In observation of Mental Health Awareness Month, one of our greatest supporters, Jacqueline Coffin contributed her personal story of strength and finding the light even in the hardest of situations. We feel so lucky to have met this inspirational babe through her endless love for The Style Theory & The Style Theory Collective.

Here’s the truth, speaking out is scary.
But if you don’t speak out, how will others know they’re not alone? Sometimes all it takes is for just one person to open up. Here’s a bit of my story.
Depression has been a part of me for as long as I can remember. My outlet was theatre. There was nothing quite like transforming into a character and performing in front of a crowd of strangers. After years and years of performing, I decided to start work behind the scenes. Choreography was almost as much of a high as performing. Seeing a dance in my head and then teaching it and watching it come to life was thrilling.
One morning, I had to get out the door to go to rehearsal for a show I was choreographing.

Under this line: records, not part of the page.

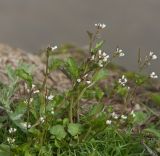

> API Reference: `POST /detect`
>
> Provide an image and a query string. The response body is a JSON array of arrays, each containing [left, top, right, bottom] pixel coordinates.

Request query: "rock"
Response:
[[0, 44, 71, 92]]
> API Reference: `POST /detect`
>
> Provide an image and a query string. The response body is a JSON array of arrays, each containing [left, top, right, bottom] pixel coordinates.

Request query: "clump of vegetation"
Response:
[[0, 24, 160, 156]]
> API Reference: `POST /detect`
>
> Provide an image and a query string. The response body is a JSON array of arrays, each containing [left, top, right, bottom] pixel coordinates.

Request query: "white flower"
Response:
[[86, 81, 91, 84], [9, 128, 17, 133], [7, 137, 15, 144], [131, 110, 136, 117], [98, 60, 103, 67], [150, 72, 158, 79], [121, 115, 127, 119], [118, 75, 127, 86], [77, 79, 81, 83], [47, 95, 54, 100], [95, 23, 106, 29], [106, 120, 112, 125], [103, 55, 109, 62], [33, 90, 39, 94], [51, 46, 58, 51], [112, 112, 118, 119]]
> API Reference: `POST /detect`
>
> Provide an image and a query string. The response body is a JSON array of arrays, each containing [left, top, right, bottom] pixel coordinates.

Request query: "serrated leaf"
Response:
[[89, 104, 104, 116], [145, 128, 160, 138], [151, 93, 160, 105], [0, 144, 11, 156]]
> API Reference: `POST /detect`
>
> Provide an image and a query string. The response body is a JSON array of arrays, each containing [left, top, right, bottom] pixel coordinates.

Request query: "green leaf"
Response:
[[49, 59, 63, 72], [65, 58, 79, 80], [50, 125, 67, 140], [68, 123, 82, 136], [92, 40, 104, 53], [0, 144, 11, 156], [15, 69, 32, 87], [93, 69, 107, 82]]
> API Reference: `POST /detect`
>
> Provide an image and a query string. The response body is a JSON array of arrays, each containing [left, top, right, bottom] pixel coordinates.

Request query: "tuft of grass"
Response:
[[0, 24, 159, 156]]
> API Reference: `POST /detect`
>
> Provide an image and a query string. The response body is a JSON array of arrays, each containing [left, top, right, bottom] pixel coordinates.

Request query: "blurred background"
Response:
[[0, 0, 160, 75]]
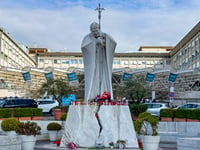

When I stood up, I fell over. My entire lower half was numb and I couldn’t walk. It was one of the scariest moments of my life. After months of tests and medications, I received my diagnosis.
Sjogren’s Syndrome and Fibromyalgia.

When I heard my diagnosis, I felt like I was in a daze. I wasn’t dying and there were far worse things that could be happening, but life was going to be very different. The things I love suddenly seemed far away. It was no longer easy to get up and choreograph a musical. I could no longer fill my life with constant activities. I had to slow down. My body was telling me to slow down. My depression worsened with my diagnosis. I found myself lost in a cycle of hopelessness. I wondered if life would ever be okay again. If I would get used to the constant pain and the tests with no answers and the negative reaction to treatment after treatment.
The truth is, I still feel it. The hopelessness creeps up on me when I’m least expecting it. Although things haven’t changed for me health wise, I’ve gotten better mentally. I know that I’ll be okay, but we all have our days. Sometimes I’m scared about living this life, but I always remind myself to have faith. Faith that things will work out the way they’re supposed to. That I’ll have children and advance in my career and get married and continue living this crazy, messed up yet wonderful life. It’s been almost three years and I haven’t found the “perfect treatment” yet. Every treatment feels like a shot in the dark. It either doesn’t work or I’m allergic to it. Doctors appointments have become a regular part of every week. I’m used to painful tests and bad news and finding no answers.
Invisible illnesses are tough. I often deal with people telling me I look great or I can’t be sick because I hold myself so well. That is because all I do is fight. Every day is a battle. Every day I wake up not knowing if I’ll have enough energy to get through the day. Exhaustion and pain are constants, but I have to keep fighting. Things get hard, but I have small reminders that everything is going to be okay. No matter what the test results or what the doctors say, I know that as long as I have family and friends who love me,
I’ll be okay.

Anyone who deals with an autoimmune condition understands how many struggles there are on a daily basis. Recently I’ve been struggling with my weight. My weight fluctuates up and down pretty frequently thanks to a combination of symptoms and medication. Recently, I’ve been gaining weight and my self esteem is shot. This only adds to the depression which makes me feel worse physically and the whole thing is one vicious cycle. While it may sound to some of you that gaining weight isn’t that big of deal, it can be when you’re dealing with so many other health things at once.
But what I have to stop and remember is that if I’m eating relatively healthy and working out (to the extent I can), then who cares if I have a few extra pounds? I need to spend more time focusing on being healthy and feeling ok and less time feeling bad about myself because I’ve gained some weight. This is something I don’t have much control over and I must learn to accept that.
We all have demons. We all have dark thoughts that creep up on us when we’re least expecting it. The voice in our head that tells us we’re not pretty enough or skinny enough or good enough. But screw that. Tell the voice to leave you alone – scream at it if you have to. You are brave and beautiful exactly the way you are.
This illness is no joke. It messes with me more than I could possibly explain in a blog post. But here’s the thing I’ve learned, life goes on. My life is going on. No matter how painful it is or how down I feel, I’ve lived to fight another day. When I feel lost or hopeless, I think about how much I’ve accomplished so far. I’m here and I’m still standing.